Je grösser die Erregung, desto üppiger die Verzierung

Susanne Kübler , Tages-Anzeiger (03.06.2009)

Orlando furioso, 29.05.2009, Basel

Auch Starregisseure haben manchmal keine Ideen: Barrie Kosky zeigt Vivaldis «Orlando furioso» in Basel.

Wären Opernregisseure börsenkotiert, man müsste auf die Aktie Barrie Kosky setzen. Sein Kurswert ist in den letzten Jahren rasant gestiegen - bis zu einem «Lohengrin» an der Wiener Staatsoper etwa, oder zu häufigen Einsätzen an der Komischen Oper Berlin, die der 43-Jährige ab 2012 zudem als Intendant leiten wird (als Nachfolger von Andreas Homoki, der dann nach Zürich wechselt). Auch als schillernde Figur hat sich Kosky einen Sonnenplatz im Opernbetrieb gesichert; als homosexueller Australier jüdischer Herkunft sieht und inszeniert er sich als Vertreter gleich dreier Minderheiten. Und natürlich sorgten seine Arbeiten immer wieder für Schlagzeilen: etwa als er am Wiener Schauspielhaus, das er von 2001 bis 2005 co-leitete, Monteverdis «Incoronazione di Poppea» für Klavier und drei Celli bearbeitete und mit Musik von Cole Porter ergänzte.
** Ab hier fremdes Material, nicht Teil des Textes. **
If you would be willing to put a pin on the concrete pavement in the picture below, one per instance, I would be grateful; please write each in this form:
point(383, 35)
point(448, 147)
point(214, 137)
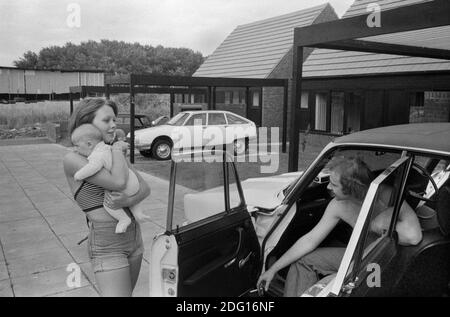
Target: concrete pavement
point(40, 225)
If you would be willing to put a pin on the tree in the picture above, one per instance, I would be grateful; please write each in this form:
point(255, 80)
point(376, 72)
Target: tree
point(29, 60)
point(115, 57)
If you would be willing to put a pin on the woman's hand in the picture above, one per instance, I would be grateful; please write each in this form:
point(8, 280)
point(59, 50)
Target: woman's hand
point(116, 200)
point(265, 279)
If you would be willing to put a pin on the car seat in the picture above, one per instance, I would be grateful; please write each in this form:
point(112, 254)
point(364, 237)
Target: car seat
point(424, 269)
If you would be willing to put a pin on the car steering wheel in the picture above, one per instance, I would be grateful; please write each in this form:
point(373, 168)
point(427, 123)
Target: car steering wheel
point(424, 173)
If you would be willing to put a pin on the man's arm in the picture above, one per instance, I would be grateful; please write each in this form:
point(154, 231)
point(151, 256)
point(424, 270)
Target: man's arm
point(408, 226)
point(312, 239)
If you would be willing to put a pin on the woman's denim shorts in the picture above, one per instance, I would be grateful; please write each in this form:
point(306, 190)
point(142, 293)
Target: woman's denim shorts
point(111, 251)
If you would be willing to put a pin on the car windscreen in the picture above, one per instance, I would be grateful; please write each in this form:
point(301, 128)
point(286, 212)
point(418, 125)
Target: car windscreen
point(178, 119)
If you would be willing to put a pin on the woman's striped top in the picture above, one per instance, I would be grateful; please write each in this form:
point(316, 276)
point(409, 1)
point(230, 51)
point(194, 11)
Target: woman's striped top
point(89, 196)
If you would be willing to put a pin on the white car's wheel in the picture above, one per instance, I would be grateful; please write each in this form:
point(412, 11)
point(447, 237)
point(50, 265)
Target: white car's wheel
point(162, 149)
point(239, 146)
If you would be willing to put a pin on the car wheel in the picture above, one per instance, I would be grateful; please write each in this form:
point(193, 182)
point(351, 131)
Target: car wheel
point(162, 149)
point(146, 153)
point(240, 146)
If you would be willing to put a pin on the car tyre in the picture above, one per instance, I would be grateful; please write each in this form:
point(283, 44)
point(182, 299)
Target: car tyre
point(162, 150)
point(240, 146)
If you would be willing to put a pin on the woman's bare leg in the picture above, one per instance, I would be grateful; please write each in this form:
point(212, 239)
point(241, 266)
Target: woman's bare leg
point(135, 268)
point(115, 283)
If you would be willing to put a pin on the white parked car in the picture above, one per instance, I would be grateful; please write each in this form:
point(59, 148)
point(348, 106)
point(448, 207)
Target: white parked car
point(195, 129)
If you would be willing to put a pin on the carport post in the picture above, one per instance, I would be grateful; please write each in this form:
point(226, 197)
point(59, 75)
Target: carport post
point(131, 119)
point(285, 105)
point(172, 100)
point(71, 102)
point(297, 69)
point(247, 100)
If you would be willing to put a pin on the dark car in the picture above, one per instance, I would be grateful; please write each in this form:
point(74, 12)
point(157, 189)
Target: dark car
point(223, 252)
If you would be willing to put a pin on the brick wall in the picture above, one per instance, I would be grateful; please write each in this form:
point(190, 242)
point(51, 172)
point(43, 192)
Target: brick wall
point(272, 112)
point(436, 108)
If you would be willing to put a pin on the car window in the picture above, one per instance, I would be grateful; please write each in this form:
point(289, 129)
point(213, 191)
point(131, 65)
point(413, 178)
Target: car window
point(216, 119)
point(197, 119)
point(200, 192)
point(178, 119)
point(375, 219)
point(232, 119)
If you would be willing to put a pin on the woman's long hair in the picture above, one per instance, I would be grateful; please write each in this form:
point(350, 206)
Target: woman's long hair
point(355, 175)
point(86, 110)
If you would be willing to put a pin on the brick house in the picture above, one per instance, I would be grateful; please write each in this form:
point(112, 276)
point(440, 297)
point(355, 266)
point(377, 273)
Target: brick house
point(262, 49)
point(343, 91)
point(346, 91)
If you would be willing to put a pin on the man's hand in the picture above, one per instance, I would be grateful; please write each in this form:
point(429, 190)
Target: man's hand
point(121, 145)
point(116, 200)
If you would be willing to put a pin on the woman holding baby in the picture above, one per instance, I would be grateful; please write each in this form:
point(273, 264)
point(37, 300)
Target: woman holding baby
point(115, 257)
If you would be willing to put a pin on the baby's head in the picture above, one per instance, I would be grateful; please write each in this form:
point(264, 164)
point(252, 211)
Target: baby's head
point(120, 135)
point(85, 138)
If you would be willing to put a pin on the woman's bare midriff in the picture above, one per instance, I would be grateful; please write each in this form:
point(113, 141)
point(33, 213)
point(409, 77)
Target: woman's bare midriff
point(96, 215)
point(99, 215)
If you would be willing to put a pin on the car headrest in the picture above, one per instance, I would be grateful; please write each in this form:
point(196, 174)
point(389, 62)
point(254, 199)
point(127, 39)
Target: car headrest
point(443, 210)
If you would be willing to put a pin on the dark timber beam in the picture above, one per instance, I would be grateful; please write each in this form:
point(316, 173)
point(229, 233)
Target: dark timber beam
point(384, 48)
point(147, 79)
point(407, 18)
point(297, 68)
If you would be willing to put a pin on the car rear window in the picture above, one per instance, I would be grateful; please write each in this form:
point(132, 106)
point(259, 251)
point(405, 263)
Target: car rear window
point(216, 119)
point(232, 119)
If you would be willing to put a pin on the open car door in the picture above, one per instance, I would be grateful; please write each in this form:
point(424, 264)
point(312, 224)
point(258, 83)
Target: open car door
point(210, 247)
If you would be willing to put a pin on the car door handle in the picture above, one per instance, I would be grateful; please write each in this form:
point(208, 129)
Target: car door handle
point(225, 261)
point(243, 261)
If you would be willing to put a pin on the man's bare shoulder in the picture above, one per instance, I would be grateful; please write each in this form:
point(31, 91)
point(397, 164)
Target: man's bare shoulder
point(341, 208)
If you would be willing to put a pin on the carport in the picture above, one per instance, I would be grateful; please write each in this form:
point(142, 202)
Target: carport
point(396, 34)
point(155, 84)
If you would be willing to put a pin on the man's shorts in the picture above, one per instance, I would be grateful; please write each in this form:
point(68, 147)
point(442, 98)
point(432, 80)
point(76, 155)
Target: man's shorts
point(111, 251)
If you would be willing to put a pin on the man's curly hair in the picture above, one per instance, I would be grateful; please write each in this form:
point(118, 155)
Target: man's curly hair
point(355, 175)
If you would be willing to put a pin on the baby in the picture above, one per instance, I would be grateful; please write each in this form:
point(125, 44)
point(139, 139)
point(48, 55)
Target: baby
point(88, 141)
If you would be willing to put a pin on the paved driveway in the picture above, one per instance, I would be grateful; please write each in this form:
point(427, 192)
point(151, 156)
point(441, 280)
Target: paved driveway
point(40, 225)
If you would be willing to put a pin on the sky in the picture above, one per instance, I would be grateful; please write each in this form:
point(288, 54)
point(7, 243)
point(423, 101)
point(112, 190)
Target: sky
point(200, 25)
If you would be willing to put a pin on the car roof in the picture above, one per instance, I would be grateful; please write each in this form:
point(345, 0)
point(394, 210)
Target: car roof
point(137, 115)
point(421, 136)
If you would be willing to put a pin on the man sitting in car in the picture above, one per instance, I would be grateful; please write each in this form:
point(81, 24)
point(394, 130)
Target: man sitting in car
point(349, 181)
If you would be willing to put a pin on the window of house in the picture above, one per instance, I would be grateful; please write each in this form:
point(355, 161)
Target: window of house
point(242, 97)
point(232, 119)
point(337, 113)
point(235, 97)
point(228, 97)
point(353, 111)
point(216, 119)
point(255, 98)
point(320, 117)
point(197, 119)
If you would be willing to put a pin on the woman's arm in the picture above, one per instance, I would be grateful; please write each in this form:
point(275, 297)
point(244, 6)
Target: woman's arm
point(305, 244)
point(115, 180)
point(116, 200)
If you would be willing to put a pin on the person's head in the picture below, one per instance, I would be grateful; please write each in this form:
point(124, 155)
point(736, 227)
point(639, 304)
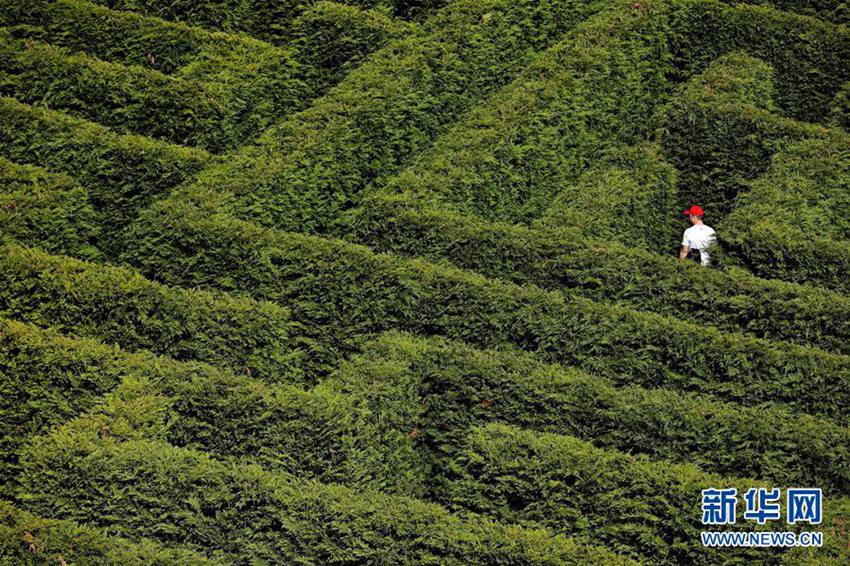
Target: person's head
point(694, 214)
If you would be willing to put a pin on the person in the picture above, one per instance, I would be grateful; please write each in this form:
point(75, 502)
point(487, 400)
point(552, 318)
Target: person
point(698, 238)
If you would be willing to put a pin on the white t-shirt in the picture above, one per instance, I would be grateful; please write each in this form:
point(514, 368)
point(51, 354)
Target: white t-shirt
point(699, 237)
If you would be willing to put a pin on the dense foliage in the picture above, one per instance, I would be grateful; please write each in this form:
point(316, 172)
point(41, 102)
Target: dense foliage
point(395, 281)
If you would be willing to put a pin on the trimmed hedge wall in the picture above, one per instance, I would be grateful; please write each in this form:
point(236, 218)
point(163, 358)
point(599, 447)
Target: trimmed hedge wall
point(648, 510)
point(573, 109)
point(46, 380)
point(719, 139)
point(30, 540)
point(342, 291)
point(841, 108)
point(151, 489)
point(270, 21)
point(425, 394)
point(115, 305)
point(809, 57)
point(132, 100)
point(254, 82)
point(49, 379)
point(48, 210)
point(122, 173)
point(731, 300)
point(330, 39)
point(317, 162)
point(804, 236)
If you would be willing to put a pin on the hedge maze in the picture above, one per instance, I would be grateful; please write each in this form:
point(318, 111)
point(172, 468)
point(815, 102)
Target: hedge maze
point(395, 282)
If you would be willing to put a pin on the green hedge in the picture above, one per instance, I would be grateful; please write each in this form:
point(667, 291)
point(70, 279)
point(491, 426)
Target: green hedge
point(255, 82)
point(46, 380)
point(648, 510)
point(132, 100)
point(151, 489)
point(343, 291)
point(841, 108)
point(719, 138)
point(30, 540)
point(330, 39)
point(270, 21)
point(601, 270)
point(574, 108)
point(790, 223)
point(117, 306)
point(427, 393)
point(49, 379)
point(628, 197)
point(317, 162)
point(48, 210)
point(121, 172)
point(809, 56)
Entsprechend gespannt konnte man auf sein Schweizer Regiedebüt am Theater Basel sein. Auch mit Antonio Vivaldis Partituren lässt sich schliesslich einiges anstellen, und dass die amourösen Verwicklungen im «Orlando furioso» von 1727 Kosky liegen müssten, war anzunehmen. Tatsächlich führt schon das erste Bild in den Kern seiner Sicht aufs Geschehen: Da räkelt sich die Zauberin Alcina am (wasserfreien) Pool, vier fast nur mit Muskeln bekleidete Jünglinge bemühen sich mit Sonnencrème um sie und um einander.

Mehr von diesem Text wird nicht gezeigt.